We hope these “stakeholders” will include the ultimate consumers of health care – not private insurers and the medical practitioners who love them – but citizens and patients who believe that each of us has a right to live a healthy, happy and productive life, no matter our station in it.

We envisage a national health insurance system in which the nation’s GPs continue to serve their patients but are paid through the NIS for providing service. They will not like the term ‘capitation’ but you will. It means that doctors are guaranteed a flat fee for service to patients. Doctors might not get rich so quickly but they will see more of us and we will see more of them, thus improving our own health odds through greater preventive care and treatment.

We do not want to see a discussion dominated by bean counters and economists. Yes, good health care is not cheap but it must not be determined by market forces and a private sector keen to profit from disease, as distinguished by the American example of health for the haves and ill health for the have nots.

But just as we ought not to have a discussion of paying for health care merely as a nation reluctant to pay a big bill, we must not cede the floor to physicians either.

In every known instance in which universal health care has been introduced, doctors have found invariably themselves on the wrong side of the history – whether in the UK through the unceasing efforts of Minister of Health Aneurin Bevan in creating the now-beloved National Health Service in 1948, or in Saskatchewan, the pioneering province of socialised medicine in Canada under premier Tommy Douglas in 1962. Closer to home, doctors have either used health care financing to seek a pay raise or viewed it as an existential threat to their private clinics, hospitals and board memberships.

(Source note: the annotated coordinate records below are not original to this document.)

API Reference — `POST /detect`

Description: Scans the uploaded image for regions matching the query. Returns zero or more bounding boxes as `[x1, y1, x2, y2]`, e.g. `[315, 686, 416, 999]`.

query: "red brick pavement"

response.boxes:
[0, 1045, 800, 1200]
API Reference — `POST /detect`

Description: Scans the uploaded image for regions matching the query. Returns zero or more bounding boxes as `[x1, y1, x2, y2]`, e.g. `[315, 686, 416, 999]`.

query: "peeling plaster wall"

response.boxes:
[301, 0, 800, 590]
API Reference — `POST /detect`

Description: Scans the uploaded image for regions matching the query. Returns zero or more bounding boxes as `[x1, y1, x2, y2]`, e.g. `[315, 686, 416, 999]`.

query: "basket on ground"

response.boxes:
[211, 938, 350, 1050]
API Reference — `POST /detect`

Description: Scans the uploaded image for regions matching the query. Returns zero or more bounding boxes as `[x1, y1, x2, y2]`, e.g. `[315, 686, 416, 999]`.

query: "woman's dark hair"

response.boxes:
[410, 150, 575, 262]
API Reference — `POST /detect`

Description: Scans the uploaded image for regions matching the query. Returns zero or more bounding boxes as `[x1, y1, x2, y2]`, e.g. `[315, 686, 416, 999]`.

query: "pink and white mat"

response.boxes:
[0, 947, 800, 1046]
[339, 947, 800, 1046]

We support PAHO’s vision of universal health care, whether this is ultimately financed by a system of individual health accounts, national health insurance, a hybrid market of private and public insurers or a single-payer, public health care service.

“Universal health is not just about ensuring everyone is covered, but that everyone has access to care when they need it, wherever they are,” THE Pan American Health Organisation’s representative here, Dr Godfrey Xuereb Xuereb said.

We say it also means being able to promote good physical and mental health, through education and policy changes for healthy choices and healthy lifestyles.

It means paying for medical education so that our doctors graduate, perhaps poor but not in debt, unlike their American counterparts – poor and under a mountain of debt.

It means providing not merely more ambulances but more ambulatory care, a system in which health care is delivered outside of hospitals and ultimately in people’s homes.

We note the emergence of an American-styled growth industry in medical care, with treatment clinics, private operating theatres and yes, medical schools, supported by profit-making insurance companies and fronted by profit-seeking surgeons and physicians, who grow fat on nations sickened by chronic lifestyle diseases.

They have reasoned: why prevent cuts and burns when we make a killing selling bandages and plasters?

Beware such figures, for they have powerful connections to business and political power, and they will seek to take control of the podium in any debate on providing health care not on the basis of affordability, access, quality and equity but on the basis of profit and loss.

We will have more to say on universal health care as the discussion begins in earnest in Barbados. Hopefully, it will be centred not on rationing treatment according to means or only to the very young, very old and very poor but on how to meet the central need of all members of the human community on this rock – to be in good health.